Martijn
---Forwarded to perl5-porters.
Tim.
---Date: Sun, 24 Nov 1996 15:32:52 -0800 From: Tom Lord <lord@emf.net> Message-ID: <gnusenet199611242332.PAA29995@emf.emf.net> To: info-gnu@prep.ai.mit.edu Subject: Regexp Library Cook-off Distribution: world Approved: info-gnu@prep.ai.mit.edu Newsgroups: gnu.announce,gnu.utils.bug,comp.os.linux.misc,comp.unix.programmer,comp.unix .misc,comp.lang.c,comp.lang.misc Followup-To: poster Lines: 193
The Regexp Library Cook-off
Rx is, among other things, an implementation of the interface specified by POSIX for programming with regular expressions. Some other implementations are GNU regex.c and Henry Spencer's regex library.
If you are maintaining a program or library that includes a regexp matcher, you might want to consider which regexp implementation is best. Regexp matchers are very complicated; they are hard to get right, hard to make fast and efficient, and hard to evaluate. Therefore, choosing the best implementation for your needs is no easy task; neither is maintaining an implementation.
To my knowledge, there are no comprehensive, free-software test suites to help you evaluate regex function implementations. This release of Rx includes some tests to try to help fix that. The release includes test programs which you can use to measure some aspects of the correctness and performance of your favorite POSIX regexp library. If you use these, please consider adding new tests to the collection and sending them to the author of Rx.
Below is a summary of what I learned comparing GNU regex and Rx on one system. There are also some hints for running the tests yourself. Performance numbers refer to tests done on a P90 using GCC to compile with debugging information and optimization ("gcc -g -O").
Caution: the results so far are pretty one-sided in favor of Rx, but I doubt the real situation is that simple. If you find a case where GNU regex wins, please contribute it to the test suite.
CORRECTNESS RESULTS SO FAR
GNU Regex is not properly POSIX, as illustrated by the test "rgx-tests/backrefs". That test uses the regexp:
(abc|abcd)(d|)
and compares it to the string:
abcd
Regex correctly says that the string matches the pattern, but incorrectly sets the "pmatch" data returned by regexec. According to POSIX,
pmatch[1] == (0, 4) "abcd" pmatch[2] == (4, 4) ""
but GNU regex reports:
pmatch[1] == (0, 3) "abc" pmatch[2] == (3, 4) "d"

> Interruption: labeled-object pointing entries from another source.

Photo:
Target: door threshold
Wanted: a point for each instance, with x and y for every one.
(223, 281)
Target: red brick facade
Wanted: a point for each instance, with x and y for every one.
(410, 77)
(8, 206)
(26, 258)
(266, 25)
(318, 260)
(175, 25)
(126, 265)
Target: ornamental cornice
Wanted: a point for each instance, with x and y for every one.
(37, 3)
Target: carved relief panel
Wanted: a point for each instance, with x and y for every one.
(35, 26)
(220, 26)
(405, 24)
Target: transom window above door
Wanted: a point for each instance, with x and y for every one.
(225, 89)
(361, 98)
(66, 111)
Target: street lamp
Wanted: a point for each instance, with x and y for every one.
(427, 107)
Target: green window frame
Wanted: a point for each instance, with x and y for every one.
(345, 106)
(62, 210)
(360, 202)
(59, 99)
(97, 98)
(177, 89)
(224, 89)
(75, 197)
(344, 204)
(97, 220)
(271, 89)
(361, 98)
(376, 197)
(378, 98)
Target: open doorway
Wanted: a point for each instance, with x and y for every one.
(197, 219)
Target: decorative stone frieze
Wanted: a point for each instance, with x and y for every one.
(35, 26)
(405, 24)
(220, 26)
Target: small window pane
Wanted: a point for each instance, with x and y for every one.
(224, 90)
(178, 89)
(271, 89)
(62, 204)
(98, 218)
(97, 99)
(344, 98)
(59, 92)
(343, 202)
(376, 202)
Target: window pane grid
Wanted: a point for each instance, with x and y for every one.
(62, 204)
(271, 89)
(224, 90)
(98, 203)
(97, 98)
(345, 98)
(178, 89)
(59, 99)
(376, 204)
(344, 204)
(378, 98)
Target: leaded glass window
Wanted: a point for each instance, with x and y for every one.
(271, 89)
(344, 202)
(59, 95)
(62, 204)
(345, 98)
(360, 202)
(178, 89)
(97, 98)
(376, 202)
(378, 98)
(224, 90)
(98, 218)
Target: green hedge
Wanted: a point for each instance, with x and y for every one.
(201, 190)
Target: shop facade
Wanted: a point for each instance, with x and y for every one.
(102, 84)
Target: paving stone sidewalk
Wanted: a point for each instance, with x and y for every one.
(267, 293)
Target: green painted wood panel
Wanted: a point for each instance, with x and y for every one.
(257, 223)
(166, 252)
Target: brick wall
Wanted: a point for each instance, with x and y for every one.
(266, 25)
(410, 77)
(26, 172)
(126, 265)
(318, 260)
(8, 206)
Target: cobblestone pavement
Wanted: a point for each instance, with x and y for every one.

That bug occurs because GNU regex doesn't do enough backtracking. It accepts the match it finds because it is a longest match, but it does not properly enforce the leftmost-longest criteria for sub-expressions.
I haven't found any cases where Rx fails to return the values specified by POSIX (except for internationalization features which aren't implemented yet).
PERFORMANCE RESULTS SO FAR
Rx is a little bit smaller than regex:
POSIX functions from librx.a: text data 32757 2241
regex.o: text data 43333 522
Rx normally uses more memory at run-time, though the amount is configurable.
Some speed tests:
* regcomp012
This test stresses the performance of "regcomp". The performance of "regexec" doesn't matter much to its outcome. On this test, GNU regex is about 10 times faster than Rx.
* regexec012
This test stresses the performance of "regexec" on a case artificially created to maximize the amount of backtracking GNU regex will have to do. Examples like this seem to be rare in real life, but not non-existent.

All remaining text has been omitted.